Lead author Katharine Sims, Professor of Economics and Environmental Studies at Amherst College, notes that there are many ways to improve access that go beyond new land conservation, including better transportation to existing areas, park entry points that are walkable and connected to communities, and stronger support for urban food production spaces. “Conservation organizations are also increasingly understanding that even when greenspace has been available, access has been limited for many by personal experiences of racism or exclusion,” Sims points out. “Changes in leadership structure, outreach, and programming can increase access by making open spaces truly welcoming to all.”  

2/22 Webinar on Open Positions in Lab Management, Education

The Forest is accepting applications for 2 open positions in education and laboratory coordination. 

  • The full-time Higher Education and Laboratory Coordinator will manage the year-round work of the Forest’s Summer Research Program and also coordinate activities across multiple laboratories, a greenhouse, and experimental gardens.
  • The part-time Schoolyard Ecology Program Coordinator will manage the year-round work of the Forest’s K-12 Schoolyard Ecology Program. At least two years’ experience as a full-time, formal classroom teacher of grades 4-12 is required.

A virtual information session about both positions will be held on Tuesday, February 22 at 4:00pm EST at this Zoom link.
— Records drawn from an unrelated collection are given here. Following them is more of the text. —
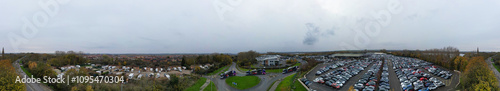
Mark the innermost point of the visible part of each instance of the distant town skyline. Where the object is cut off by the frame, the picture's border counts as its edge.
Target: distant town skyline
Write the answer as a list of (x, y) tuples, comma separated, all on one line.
[(218, 26)]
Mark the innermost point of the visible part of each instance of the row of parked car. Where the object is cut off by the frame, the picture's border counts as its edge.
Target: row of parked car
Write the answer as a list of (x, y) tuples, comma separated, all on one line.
[(369, 80), (338, 77), (333, 66), (411, 77), (438, 72)]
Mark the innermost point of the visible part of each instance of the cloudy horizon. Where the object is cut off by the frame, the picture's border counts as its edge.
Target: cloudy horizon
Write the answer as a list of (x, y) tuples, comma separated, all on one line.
[(231, 26)]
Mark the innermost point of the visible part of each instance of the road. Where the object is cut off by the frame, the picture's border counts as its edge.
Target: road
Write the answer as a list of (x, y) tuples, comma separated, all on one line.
[(29, 86), (265, 80), (497, 74)]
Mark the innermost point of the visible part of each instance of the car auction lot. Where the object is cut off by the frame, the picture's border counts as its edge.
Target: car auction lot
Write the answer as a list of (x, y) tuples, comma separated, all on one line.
[(378, 71)]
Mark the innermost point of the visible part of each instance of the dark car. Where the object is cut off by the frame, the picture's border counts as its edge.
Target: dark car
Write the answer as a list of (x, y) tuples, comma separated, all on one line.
[(358, 86)]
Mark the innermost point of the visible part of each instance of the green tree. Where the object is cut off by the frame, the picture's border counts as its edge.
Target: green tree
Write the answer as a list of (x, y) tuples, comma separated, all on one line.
[(8, 77)]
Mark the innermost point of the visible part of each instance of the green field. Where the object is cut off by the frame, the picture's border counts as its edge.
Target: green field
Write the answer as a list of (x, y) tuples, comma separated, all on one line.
[(211, 87), (269, 71), (24, 69), (197, 85), (286, 83), (496, 66), (243, 82), (218, 70)]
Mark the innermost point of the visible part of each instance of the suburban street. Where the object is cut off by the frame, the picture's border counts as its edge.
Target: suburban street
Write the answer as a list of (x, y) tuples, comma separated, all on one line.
[(490, 64), (29, 86), (265, 80)]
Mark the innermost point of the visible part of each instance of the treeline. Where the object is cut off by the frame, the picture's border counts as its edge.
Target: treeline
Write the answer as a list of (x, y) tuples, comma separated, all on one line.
[(476, 75), (310, 64), (8, 77), (217, 60), (247, 58), (496, 58), (175, 83)]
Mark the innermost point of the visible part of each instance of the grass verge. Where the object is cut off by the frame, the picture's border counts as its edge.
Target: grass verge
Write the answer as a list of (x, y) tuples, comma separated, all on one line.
[(210, 87), (270, 70), (197, 85), (271, 86), (285, 84), (218, 70), (243, 82), (496, 66)]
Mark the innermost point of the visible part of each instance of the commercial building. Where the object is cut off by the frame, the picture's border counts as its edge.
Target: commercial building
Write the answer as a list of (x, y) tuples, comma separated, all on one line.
[(270, 60)]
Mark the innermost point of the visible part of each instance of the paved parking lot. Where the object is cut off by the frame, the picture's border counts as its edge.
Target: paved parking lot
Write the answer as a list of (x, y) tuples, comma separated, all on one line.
[(394, 82)]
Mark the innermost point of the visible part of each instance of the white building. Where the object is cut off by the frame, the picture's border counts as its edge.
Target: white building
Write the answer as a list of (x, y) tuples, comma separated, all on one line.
[(270, 60)]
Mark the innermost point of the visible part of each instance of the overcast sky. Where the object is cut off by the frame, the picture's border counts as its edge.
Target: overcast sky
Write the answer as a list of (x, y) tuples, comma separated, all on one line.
[(207, 26)]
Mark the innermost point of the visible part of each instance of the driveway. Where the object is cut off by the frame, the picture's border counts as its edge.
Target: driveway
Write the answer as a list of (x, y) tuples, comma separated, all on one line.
[(266, 81)]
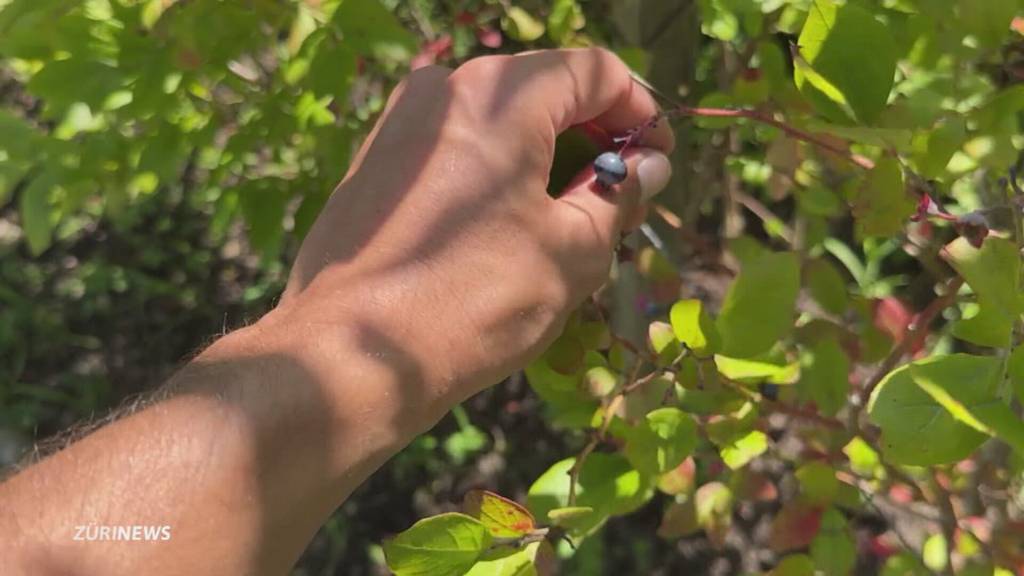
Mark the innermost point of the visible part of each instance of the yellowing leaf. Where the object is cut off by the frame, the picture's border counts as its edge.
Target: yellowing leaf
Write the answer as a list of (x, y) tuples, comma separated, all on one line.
[(504, 518), (448, 544), (906, 413), (693, 327)]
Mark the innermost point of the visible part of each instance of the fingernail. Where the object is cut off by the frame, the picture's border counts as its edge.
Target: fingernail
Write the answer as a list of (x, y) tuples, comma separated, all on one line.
[(653, 173)]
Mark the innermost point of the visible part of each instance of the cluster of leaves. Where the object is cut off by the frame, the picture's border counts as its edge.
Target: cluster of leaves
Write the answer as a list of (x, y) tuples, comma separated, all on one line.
[(868, 138), (882, 113)]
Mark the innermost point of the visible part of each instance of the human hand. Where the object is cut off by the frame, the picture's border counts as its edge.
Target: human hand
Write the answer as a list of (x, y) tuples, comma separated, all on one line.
[(440, 253)]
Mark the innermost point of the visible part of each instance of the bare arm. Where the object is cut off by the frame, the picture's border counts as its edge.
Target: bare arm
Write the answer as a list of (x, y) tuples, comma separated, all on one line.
[(438, 266)]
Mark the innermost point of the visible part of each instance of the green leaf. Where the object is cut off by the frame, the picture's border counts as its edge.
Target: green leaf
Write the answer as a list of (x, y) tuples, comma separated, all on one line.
[(882, 204), (36, 213), (663, 340), (506, 561), (906, 413), (519, 25), (662, 441), (679, 520), (826, 286), (897, 138), (608, 484), (740, 451), (863, 459), (817, 483), (371, 29), (448, 544), (795, 565), (752, 371), (825, 375), (851, 51), (758, 311), (18, 138), (988, 22), (560, 392), (570, 518), (1015, 371), (679, 480), (503, 518), (263, 204), (714, 506), (565, 355), (933, 150), (61, 83), (333, 70), (693, 327), (600, 381), (974, 403), (904, 564), (992, 273), (834, 549), (935, 552), (564, 18)]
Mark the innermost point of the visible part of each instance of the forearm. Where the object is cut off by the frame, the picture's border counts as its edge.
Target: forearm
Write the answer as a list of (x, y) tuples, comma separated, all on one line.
[(257, 442)]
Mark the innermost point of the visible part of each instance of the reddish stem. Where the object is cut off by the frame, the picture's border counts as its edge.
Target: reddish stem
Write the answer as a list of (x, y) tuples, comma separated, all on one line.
[(756, 116)]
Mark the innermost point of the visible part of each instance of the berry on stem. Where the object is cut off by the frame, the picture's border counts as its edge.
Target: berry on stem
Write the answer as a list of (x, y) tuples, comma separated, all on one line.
[(609, 169)]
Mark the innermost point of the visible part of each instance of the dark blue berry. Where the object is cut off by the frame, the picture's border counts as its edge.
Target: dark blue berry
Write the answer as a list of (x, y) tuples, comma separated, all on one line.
[(609, 169)]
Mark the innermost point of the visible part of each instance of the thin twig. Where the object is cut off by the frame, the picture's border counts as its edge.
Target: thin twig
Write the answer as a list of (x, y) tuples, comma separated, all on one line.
[(756, 116), (912, 335), (781, 407)]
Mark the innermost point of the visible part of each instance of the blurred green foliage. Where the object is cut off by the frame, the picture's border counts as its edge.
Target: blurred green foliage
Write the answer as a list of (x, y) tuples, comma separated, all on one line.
[(161, 160)]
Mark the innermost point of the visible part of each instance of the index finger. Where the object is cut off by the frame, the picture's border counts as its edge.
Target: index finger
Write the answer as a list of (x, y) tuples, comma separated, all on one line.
[(589, 85)]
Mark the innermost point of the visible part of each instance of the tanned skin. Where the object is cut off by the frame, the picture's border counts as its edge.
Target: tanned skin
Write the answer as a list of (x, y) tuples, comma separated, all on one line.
[(438, 266)]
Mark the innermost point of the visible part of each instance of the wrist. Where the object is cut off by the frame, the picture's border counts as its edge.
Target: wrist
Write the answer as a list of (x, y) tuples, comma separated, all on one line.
[(367, 375)]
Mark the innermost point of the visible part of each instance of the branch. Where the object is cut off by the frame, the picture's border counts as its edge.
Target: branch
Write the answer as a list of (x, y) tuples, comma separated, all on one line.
[(797, 133), (781, 407), (912, 335)]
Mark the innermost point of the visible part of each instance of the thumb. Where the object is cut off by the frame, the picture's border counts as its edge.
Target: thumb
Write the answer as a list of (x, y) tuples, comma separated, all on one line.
[(609, 210)]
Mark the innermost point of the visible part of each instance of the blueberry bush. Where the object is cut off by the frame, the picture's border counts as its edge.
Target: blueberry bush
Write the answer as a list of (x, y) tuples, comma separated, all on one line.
[(808, 361)]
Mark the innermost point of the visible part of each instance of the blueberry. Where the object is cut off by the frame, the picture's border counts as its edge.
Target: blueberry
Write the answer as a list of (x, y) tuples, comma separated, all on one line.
[(609, 169)]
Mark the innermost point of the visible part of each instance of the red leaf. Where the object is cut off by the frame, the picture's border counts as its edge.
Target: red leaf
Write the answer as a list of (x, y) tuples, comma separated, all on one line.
[(795, 527), (504, 518), (431, 51)]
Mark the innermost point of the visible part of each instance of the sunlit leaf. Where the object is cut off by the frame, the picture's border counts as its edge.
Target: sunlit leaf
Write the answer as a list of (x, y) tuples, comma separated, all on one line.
[(442, 545)]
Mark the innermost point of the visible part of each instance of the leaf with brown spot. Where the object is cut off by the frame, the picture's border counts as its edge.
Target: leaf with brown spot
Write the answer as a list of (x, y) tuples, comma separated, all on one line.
[(504, 518)]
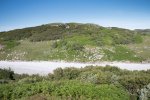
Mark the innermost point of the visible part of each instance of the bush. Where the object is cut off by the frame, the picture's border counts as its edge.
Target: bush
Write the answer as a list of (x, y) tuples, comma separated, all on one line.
[(6, 74)]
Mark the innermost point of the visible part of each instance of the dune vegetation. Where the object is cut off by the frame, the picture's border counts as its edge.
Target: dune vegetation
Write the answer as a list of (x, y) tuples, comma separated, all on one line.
[(74, 42), (105, 83)]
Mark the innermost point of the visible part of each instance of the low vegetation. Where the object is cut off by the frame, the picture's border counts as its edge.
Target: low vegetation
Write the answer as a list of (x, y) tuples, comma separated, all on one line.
[(73, 42), (90, 83)]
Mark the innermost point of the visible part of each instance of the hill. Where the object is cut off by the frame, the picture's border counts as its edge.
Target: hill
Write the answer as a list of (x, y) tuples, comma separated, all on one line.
[(73, 42)]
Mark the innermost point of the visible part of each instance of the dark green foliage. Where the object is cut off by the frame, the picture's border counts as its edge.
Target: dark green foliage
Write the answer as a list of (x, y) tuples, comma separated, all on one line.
[(6, 74), (73, 89), (84, 83), (58, 73)]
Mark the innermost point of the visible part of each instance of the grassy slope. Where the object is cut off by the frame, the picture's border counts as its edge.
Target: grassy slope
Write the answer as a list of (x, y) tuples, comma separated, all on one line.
[(142, 49), (79, 42)]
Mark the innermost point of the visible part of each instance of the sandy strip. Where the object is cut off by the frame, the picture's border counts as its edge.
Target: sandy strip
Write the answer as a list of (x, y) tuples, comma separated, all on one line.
[(45, 67)]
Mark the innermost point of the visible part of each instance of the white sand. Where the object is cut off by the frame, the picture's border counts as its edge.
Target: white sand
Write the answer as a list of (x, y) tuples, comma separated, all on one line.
[(45, 67)]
No advance registration is required. To keep the search process confidential, attendees will not be able to view the list of attendees.

At any time before or after the webinar, candidates may view our FAQ and submit anonymous questions about the position on the informational pages for each position (Higher Ed/Lab, Schoolyard Ecology).
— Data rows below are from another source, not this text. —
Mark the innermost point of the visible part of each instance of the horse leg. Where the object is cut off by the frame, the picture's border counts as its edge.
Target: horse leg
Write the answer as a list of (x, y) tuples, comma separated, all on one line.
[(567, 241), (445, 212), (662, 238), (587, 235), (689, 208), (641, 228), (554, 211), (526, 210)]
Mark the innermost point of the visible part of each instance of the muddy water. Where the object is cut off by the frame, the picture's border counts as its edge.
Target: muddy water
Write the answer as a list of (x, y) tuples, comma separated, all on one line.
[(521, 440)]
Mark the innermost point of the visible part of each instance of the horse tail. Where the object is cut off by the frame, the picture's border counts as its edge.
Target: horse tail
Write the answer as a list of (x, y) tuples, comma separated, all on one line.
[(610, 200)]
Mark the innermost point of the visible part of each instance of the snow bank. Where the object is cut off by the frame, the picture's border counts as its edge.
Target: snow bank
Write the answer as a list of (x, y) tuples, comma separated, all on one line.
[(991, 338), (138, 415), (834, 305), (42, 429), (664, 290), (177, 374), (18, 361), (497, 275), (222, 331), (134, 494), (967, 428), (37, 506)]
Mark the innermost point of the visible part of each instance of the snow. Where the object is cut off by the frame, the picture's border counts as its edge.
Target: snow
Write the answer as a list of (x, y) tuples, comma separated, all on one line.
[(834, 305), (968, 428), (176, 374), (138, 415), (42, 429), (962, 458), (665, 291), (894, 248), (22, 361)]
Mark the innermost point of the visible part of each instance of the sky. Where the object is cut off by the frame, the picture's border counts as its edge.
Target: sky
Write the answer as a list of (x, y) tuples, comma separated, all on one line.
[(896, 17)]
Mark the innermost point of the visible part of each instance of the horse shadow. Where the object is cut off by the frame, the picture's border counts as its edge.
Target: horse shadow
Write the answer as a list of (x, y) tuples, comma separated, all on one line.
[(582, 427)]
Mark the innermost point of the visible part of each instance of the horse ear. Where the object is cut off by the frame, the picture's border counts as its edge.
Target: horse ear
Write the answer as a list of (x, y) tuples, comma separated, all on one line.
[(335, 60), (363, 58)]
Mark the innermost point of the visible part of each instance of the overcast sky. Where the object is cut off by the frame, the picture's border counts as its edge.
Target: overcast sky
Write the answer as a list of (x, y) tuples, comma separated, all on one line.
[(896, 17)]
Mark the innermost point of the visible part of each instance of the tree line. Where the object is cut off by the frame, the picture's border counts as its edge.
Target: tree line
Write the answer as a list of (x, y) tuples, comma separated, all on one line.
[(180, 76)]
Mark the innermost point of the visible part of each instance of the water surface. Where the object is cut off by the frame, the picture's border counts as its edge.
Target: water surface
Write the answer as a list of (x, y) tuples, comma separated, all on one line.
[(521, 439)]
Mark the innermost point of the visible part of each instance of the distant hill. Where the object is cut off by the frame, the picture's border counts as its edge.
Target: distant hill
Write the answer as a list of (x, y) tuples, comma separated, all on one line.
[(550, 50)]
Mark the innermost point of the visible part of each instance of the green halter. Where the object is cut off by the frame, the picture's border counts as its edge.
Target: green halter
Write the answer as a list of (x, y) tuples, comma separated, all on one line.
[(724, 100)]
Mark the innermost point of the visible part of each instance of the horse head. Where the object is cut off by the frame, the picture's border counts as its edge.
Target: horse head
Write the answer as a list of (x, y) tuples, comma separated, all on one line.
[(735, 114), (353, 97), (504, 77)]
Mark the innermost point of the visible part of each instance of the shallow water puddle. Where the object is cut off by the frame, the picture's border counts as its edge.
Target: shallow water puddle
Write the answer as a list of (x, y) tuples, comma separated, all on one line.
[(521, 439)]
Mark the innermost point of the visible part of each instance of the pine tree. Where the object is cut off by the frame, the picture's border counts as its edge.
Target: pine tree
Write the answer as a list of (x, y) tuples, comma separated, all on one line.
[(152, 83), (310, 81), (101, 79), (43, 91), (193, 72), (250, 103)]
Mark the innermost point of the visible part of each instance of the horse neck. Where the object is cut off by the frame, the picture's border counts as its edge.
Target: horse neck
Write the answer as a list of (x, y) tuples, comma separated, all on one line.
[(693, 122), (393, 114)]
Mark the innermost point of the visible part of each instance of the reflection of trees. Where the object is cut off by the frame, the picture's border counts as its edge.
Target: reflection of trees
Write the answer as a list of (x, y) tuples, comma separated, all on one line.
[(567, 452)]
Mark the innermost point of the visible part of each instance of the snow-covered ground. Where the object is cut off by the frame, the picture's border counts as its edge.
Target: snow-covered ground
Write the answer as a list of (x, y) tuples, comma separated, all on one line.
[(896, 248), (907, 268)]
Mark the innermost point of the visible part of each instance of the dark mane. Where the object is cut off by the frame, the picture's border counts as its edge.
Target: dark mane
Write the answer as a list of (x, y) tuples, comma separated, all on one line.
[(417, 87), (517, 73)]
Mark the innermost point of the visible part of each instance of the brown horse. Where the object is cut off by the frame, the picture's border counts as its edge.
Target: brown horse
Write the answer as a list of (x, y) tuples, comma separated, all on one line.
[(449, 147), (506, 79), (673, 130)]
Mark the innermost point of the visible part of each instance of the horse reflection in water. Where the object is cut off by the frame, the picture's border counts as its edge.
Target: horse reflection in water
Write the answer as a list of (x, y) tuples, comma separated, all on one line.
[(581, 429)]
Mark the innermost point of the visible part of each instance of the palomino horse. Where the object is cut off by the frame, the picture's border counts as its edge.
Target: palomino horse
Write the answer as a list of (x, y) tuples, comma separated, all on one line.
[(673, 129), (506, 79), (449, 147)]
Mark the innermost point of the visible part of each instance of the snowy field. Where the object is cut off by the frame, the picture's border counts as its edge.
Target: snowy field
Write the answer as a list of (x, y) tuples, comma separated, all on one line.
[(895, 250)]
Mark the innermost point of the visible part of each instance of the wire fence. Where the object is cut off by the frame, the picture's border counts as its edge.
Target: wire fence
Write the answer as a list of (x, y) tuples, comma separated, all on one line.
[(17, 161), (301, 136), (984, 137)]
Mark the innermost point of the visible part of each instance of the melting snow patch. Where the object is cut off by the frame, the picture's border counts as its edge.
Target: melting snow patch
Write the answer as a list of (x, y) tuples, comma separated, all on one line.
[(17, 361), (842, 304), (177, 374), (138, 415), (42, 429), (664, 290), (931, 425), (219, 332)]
Priority application review for both positions begins on February 28, 2022.

Winter Interns Explore US Forest Cover, Indigenous Partnerships, Museum Communication

Four Harvard students completed intensive winter internships at the Forest this January, working virtually on a range of projects and presenting their findings to community partners and Harvard faculty and staff on January 19.

  • Nina Chung, a junior studying Integrative Biology, worked with mentors Jonathan Thompson and Valerie Pasquarella to compare the sensitivity of remote sensing products in detecting changing US forest cover. Nina’s internship was a return to the Forest after being a Freshman Seminar student in 2019.
  • Anna Christensen, a PhD candidate in the History of Science department, worked with mentor Clarisse Hart on a number of science communication projects, including a new virtual exhibit for the Fisher Museum (forthcoming in spring 2022).
  • Langa Siziba, a first-year studying Electrical Engineering, and Jaidyn Probst, a junior studying Cognitive Neuroscience and Ethnicity, Migration, & Rights, contributed to several land projects with the local Nipmuc tribe, as well as an Indigenous land & STEM voices project. Mentors included Danielle Ignace, Nia Holley, Clarisse Hart, Meghan MacLean, Marissa Weiss, and 2021 Summer Research Program alumni Lehua Blalock and Rafa Furer.  Langa and Jaidyn will be continuing their work into the spring 2022 semester.
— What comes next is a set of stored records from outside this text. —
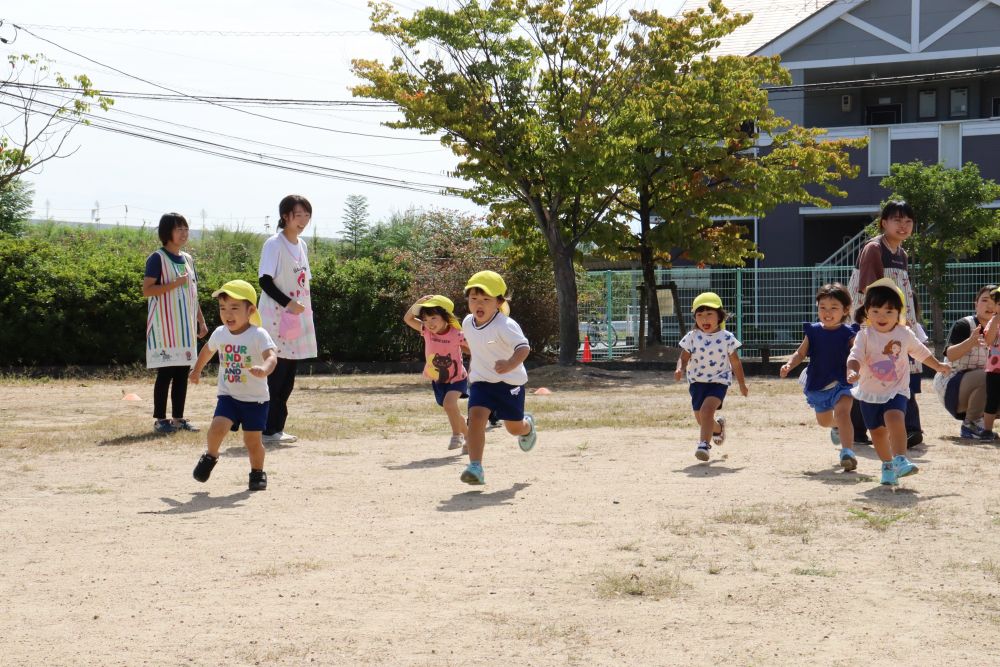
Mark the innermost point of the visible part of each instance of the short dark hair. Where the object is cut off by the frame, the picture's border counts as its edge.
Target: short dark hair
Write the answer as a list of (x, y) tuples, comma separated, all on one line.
[(168, 223), (288, 204), (835, 291), (876, 297), (720, 311)]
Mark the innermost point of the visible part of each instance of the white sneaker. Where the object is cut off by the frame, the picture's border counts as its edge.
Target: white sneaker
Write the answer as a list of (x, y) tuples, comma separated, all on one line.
[(280, 438), (720, 437)]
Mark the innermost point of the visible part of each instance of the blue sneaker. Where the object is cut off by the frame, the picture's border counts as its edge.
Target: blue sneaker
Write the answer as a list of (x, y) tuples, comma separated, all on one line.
[(527, 442), (473, 474), (888, 474), (903, 466)]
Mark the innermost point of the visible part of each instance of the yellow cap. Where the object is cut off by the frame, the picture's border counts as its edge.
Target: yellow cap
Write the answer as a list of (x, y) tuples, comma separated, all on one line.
[(441, 301), (488, 281), (244, 291), (888, 282)]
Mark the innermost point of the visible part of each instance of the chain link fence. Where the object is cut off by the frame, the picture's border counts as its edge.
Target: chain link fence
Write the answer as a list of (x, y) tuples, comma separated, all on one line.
[(766, 306)]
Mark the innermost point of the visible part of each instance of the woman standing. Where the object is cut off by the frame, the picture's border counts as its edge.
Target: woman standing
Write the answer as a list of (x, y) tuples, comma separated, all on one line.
[(286, 309)]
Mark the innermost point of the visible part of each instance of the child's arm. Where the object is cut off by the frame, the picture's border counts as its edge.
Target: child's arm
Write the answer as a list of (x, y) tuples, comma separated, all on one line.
[(682, 365), (266, 368), (195, 375), (516, 359), (734, 361), (797, 358)]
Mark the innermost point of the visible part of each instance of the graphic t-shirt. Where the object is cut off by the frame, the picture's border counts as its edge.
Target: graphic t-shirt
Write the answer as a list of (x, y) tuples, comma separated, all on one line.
[(444, 356), (885, 362), (710, 352), (237, 354)]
Even in Retirement, Ellison Achieves

Aaron Ellison retired from Harvard Forest in July 2021 after 20 years as Harvard’s Senior Research Fellow in Ecology. From 2018 – 2021, he also served as the Deputy Director of the Harvard Forest.

In retirement, Ellison has continued to achieve high honors in ecology, in August 2021 accomplishing his career-long goal of publishing a Princeton Monograph in his field, and more recently, being honored with a Humboldt Research Award, a prestigious career achievement award granted annually to a very small number of leading scientists from around the globe. With this award, in 2023, Ellison will travel to Freiberg, Germany, to collaborate with Dr. Carsten Dormann on a new textbook for statistical analysis of complex ecological data.

Video Series Offers Snapshots of Long-Term HF Research

A new video series showcases current field research by senior scientists, post-doctoral fellows, graduate students, and undergraduates in the Harvard Forest Long-Term Ecological Research (LTER) Program.

The series was filmed in summer 2021 by filmmaker and longtime Harvard Forest collaborator, Roberto Mighty.